Obviously, the threshold inquiry in actions brought pursuant to § 1983 is whether plaintiffs have sufficiently alleged the deprivation of a right secured by the Constitution or laws of the United States. Harpole v. Arkansas Department of Human Services, 820 F.2d 923, 925 (8th Cir.1987); Ortiz v. Burgos, 807 F.2d 6, 7 (1st Cir.1986).

Apparently, plaintiffs allege that they were deprived of their constitutionally protected right to the companionship and association of their son, Greg Willard, by virtue of defendants' actions in arresting and detaining him for an approximate four hour period on June 11, 1986, during which time defendants allegedly deliberately withheld necessary medical care. Nonetheless, the federal courts are apparently divided on the question of whether parents may recover under § 1983 for the alleged deprivation of their liberty interest in the companionship and association of their child.2

Several courts have allowed parents to recover under § 1983 for alleged unconstitutional conduct primarily directed toward their children.
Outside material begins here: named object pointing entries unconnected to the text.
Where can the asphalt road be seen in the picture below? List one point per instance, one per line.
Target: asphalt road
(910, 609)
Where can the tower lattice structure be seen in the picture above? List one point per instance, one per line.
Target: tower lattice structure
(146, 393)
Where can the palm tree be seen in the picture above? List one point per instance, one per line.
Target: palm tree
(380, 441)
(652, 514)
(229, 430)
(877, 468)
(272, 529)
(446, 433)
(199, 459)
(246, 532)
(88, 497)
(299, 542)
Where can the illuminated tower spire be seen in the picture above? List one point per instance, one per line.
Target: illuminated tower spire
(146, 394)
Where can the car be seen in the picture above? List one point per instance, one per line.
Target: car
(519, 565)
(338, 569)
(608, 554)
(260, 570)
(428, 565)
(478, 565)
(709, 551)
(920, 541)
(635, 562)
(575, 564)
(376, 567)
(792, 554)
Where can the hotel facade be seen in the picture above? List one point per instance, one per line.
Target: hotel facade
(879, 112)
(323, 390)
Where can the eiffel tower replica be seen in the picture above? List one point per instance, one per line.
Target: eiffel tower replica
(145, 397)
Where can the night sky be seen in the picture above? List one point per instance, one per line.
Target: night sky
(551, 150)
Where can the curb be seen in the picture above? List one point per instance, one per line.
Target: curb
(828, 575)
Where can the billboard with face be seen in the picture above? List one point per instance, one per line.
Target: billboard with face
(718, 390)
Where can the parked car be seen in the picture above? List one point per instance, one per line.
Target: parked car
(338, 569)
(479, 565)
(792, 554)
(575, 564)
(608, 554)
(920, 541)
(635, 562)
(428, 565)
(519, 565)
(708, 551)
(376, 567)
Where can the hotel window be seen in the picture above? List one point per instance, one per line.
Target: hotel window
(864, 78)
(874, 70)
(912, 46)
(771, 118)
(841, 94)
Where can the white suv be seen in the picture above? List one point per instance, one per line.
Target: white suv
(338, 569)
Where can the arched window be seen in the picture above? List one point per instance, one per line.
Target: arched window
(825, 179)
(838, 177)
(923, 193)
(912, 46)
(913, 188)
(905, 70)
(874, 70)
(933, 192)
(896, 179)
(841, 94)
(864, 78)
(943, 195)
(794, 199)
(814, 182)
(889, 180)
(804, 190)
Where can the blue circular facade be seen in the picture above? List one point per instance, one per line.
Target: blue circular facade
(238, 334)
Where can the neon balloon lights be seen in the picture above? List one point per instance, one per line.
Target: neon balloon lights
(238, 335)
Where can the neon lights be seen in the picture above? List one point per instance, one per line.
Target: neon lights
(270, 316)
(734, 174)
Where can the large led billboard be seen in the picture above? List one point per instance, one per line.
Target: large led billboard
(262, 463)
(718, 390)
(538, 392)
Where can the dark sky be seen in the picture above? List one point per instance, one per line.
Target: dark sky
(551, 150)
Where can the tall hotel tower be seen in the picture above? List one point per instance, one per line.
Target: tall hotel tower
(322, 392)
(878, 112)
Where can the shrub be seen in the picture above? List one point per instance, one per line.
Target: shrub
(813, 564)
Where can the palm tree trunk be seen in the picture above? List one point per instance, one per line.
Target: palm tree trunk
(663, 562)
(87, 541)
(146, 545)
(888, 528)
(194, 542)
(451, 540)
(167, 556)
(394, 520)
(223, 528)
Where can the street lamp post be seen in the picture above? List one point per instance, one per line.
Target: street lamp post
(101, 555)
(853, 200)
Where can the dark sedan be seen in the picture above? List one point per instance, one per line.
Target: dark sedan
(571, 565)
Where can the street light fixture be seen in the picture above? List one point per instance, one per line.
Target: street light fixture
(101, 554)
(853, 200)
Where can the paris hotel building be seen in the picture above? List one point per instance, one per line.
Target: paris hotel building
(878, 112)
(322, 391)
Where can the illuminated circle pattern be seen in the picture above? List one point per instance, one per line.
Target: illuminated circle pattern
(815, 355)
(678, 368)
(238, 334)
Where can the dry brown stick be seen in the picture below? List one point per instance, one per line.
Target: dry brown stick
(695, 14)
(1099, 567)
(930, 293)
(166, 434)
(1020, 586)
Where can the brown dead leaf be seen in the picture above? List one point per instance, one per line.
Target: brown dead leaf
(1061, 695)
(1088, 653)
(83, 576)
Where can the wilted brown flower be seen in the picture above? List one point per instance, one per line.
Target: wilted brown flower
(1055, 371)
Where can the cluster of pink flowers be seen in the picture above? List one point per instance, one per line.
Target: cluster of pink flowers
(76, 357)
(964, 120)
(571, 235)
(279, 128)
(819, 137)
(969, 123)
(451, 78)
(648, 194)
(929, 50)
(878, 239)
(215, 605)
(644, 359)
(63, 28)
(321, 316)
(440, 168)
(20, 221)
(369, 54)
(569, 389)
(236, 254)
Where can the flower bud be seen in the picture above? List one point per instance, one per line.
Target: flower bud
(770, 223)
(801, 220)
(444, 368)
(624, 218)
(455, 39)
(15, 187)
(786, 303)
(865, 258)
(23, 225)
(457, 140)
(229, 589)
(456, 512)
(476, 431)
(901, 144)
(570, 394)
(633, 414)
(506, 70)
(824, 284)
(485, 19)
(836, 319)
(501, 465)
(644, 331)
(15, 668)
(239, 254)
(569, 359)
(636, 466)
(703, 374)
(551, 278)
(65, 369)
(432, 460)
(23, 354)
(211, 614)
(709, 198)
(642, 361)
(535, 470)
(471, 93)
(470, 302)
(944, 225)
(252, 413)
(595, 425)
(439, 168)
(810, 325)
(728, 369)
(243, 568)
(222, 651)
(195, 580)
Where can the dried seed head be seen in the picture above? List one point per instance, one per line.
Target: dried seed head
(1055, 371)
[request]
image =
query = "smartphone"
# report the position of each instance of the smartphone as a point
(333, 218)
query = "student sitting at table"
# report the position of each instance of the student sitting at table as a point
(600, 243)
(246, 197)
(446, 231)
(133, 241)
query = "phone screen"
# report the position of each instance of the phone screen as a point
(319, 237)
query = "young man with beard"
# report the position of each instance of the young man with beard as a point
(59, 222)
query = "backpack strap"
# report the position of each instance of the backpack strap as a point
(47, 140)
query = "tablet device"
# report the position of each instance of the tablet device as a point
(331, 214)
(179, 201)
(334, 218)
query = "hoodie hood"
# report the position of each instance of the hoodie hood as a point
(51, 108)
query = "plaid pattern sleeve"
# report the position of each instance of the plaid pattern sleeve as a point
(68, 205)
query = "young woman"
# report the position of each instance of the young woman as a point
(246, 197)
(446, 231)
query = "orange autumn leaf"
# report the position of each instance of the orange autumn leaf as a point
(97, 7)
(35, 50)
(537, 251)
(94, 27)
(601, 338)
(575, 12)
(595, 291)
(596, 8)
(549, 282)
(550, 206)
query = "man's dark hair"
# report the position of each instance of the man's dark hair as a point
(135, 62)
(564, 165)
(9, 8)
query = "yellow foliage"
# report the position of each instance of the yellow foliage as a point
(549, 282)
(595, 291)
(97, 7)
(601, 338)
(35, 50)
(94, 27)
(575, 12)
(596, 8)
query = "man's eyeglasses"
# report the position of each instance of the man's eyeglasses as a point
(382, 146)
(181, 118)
Kelson v. City of Springfield, 767 F.2d 651 (9th Cir.1985); Bell v. City of Milwaukee, 746 F.2d 1205 (7th Cir. 1984). Although most of these courts have grounded their result upon fourteenth amendment noneconomic substantive due process, Bell, 746 F.2d at 1243-44, Kelson, 767 F.2d at 654, at least one court has concluded that a parental liberty interest arises from the first amendment right to freedom of intimate association. Trujillo v. Board of County Commissioners, 768 F.2d 1186, 1188-89 (10th Cir.1985). Regardless of any division as to the precise constitutional underpinning which has been used to support a federal civil rights cause of action for the alleged deprivation of a parental liberty interest in familial association, it is nevertheless clear that all cases which have recognized such a cause of action have done so where the plaintiffs have alleged a permanent, physical loss of association with their child due to unlawful state action taken under color of state law.3

Reluctant to create new substantive rights under the rubric of substantive due process, an equally significant number of courts have refused to create a new constitutional right of action under the same or similar circumstances as those courts which have recognized such claims. Put simply, these courts have either determined that parents or relatives lack standing to assert claims based primarily upon an allegedly unconstitutional deprivation visited upon their child or, alternatively, that the Constitution does not create a cause of action premised entirely upon parental loss of companionship or...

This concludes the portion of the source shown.